In order to understand the issue of gender neutral translations, we must understand some basics about translation methodology (Paraphrases are not translations; therefore, I am not discussing them). There are basically two translation philosophies: Formal or Dynamic Equivalence. However, even word for word translations sometimes use a more dynamic translation when necessary. The only pure word for word translation is an interlinear Bible.

The preface to the English Standard Version (ESV) describes the goal of formal or word for word translations: “In each case the objective has been transparency to the original text, allowing the reader to understand the original on its own term rather than on the terms of our present-day culture” (Note that the concern of the translators of the ESV is the “original text”).

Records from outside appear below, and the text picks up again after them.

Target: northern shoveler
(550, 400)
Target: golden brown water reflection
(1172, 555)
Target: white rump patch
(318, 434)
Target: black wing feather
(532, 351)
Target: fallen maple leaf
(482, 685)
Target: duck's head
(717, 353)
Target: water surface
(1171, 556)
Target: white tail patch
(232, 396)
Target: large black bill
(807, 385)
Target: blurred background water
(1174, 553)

As far as possible, formal translations attempt to translate each original word with one word in the receptor language and to keep the syntax as close as possible to original text.

The New International Version (NIV) is an example of the dynamic equivalence philosophy. The translators of the NIV explain their primary concern in translation as “the accuracy of the translation and its faithfulness to the intended meaning of the biblical writers.” Clearly, there is a difference in philosophy between the NIV and ESV. The NIV first and foremost focuses on the author’s intended meaning while the ESV is focused conveying the words themselves. Thus, a dynamic translation is not as concerned with the words; instead, it is concerned with conveying the thought or meaning of the author to a contemporary audience. Translators who are producing a dynamic equivalent translation are naturally more likely to have to wrestle with the question of gender neutral language; however, even formal translations like the ESV have to find some way to communicate to contemporary readers that masculine references sometimes include women.

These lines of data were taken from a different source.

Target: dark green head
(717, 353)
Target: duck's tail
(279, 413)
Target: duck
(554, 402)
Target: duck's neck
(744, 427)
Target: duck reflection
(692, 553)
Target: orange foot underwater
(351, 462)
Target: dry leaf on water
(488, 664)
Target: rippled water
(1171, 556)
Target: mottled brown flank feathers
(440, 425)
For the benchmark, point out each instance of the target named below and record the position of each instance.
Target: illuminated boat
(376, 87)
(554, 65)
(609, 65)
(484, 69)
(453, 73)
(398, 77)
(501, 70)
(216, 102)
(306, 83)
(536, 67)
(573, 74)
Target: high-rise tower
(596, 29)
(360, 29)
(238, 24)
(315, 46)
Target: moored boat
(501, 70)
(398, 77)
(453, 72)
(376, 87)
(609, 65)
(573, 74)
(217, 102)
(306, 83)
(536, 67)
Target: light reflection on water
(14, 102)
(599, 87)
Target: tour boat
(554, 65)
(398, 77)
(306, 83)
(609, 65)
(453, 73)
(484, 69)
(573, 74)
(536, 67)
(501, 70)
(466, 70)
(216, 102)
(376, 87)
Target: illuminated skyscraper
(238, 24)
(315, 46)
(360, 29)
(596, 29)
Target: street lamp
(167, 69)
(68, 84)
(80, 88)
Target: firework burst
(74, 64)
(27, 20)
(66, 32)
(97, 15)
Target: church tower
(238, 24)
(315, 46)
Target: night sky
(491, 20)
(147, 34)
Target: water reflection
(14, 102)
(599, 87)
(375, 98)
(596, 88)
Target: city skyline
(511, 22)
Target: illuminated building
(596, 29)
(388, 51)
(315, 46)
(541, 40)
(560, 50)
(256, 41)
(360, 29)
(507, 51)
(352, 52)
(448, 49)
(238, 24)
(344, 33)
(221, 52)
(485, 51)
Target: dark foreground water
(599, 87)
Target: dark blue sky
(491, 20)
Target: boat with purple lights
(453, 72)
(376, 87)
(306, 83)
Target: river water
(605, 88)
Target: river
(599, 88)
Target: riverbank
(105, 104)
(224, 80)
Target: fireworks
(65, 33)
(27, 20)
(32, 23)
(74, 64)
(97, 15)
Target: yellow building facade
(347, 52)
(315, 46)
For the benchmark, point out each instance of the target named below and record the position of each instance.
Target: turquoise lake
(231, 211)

Of course, everyone will ask, “Which is the correct methodology?” My answer is that I do not believe that there is a correct methodology. Both methodologies have produced useful translations that better help one to understand God’s Word. I use different translations depending on my purpose. For example, for preaching, teaching, and in depth study, I use a word for word translation to enable myself better “to understand the original on its own terms.” In addition, I would use a dynamic translation for reading the Bible (especially large portions), for a better understanding of the meaning of a text, for new converts, and for evangelism.

With these basics, we are now in a position to discuss gender neutral translations. First, I will describe what gender neutral IS NOT. Gender neutral translations are not LGBTQ friendly versions. They do not change gender specific persons into the opposite gender persons. In other words, God the Father does not become God our Mother. In addition, gender neutral translations do not change every instance of mentioning gender into a gender neutral term. In fact, changing genders in this way is not gender NEUTRAL. Below are some examples from the updated NIV, which is a gender neutral translation.

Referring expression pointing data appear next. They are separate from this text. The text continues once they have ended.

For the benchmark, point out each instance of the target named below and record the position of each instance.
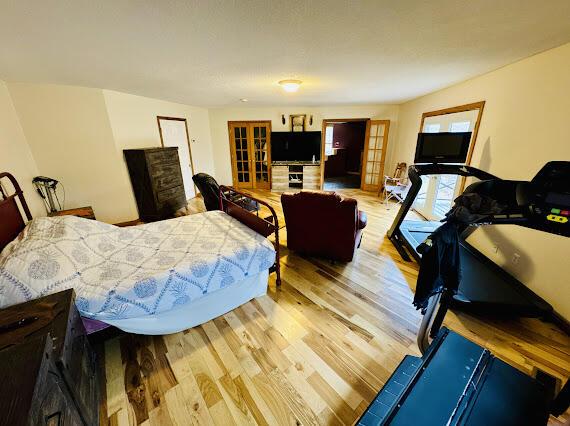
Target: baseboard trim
(561, 322)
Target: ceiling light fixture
(290, 85)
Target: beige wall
(134, 125)
(524, 125)
(69, 134)
(219, 118)
(15, 155)
(77, 135)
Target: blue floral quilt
(130, 272)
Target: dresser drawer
(166, 176)
(170, 193)
(163, 156)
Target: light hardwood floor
(315, 351)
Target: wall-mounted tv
(445, 147)
(295, 146)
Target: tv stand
(295, 175)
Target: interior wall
(134, 124)
(524, 125)
(69, 134)
(219, 118)
(15, 154)
(77, 135)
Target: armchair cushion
(323, 224)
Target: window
(432, 128)
(328, 139)
(460, 126)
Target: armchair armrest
(362, 220)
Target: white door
(438, 191)
(173, 132)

  • Adam and Eve are still man and woman (“So God created mankind in his own image, in the image of God he created them; male and female he created them.” Gen.1:27).
  • Husbands are still the head (“But I want you to realize that the head of every man is Christ, and the head of the woman is man, and the head of Christ is God.” 1 Cor. 11:3).
  • Wives are still called to submit (“Wives, submit yourselves to your own husbands as you do to the Lord. For the husband is the head of the wife as Christ is the head of the church, his body, of which he is the Savior.” Eph. 5:22-23).
  • The office of elder is still open only to men (“Women should remain silent in the churches. They are not allowed to speak, but must be in submission, as the law says. If they want to inquire about something, they should ask their own husbands at home; for it is disgraceful for a woman to speak in the church.” 1 Cor. 14:34-35, See also 1 Tim. 2:11-15, 3:1ff)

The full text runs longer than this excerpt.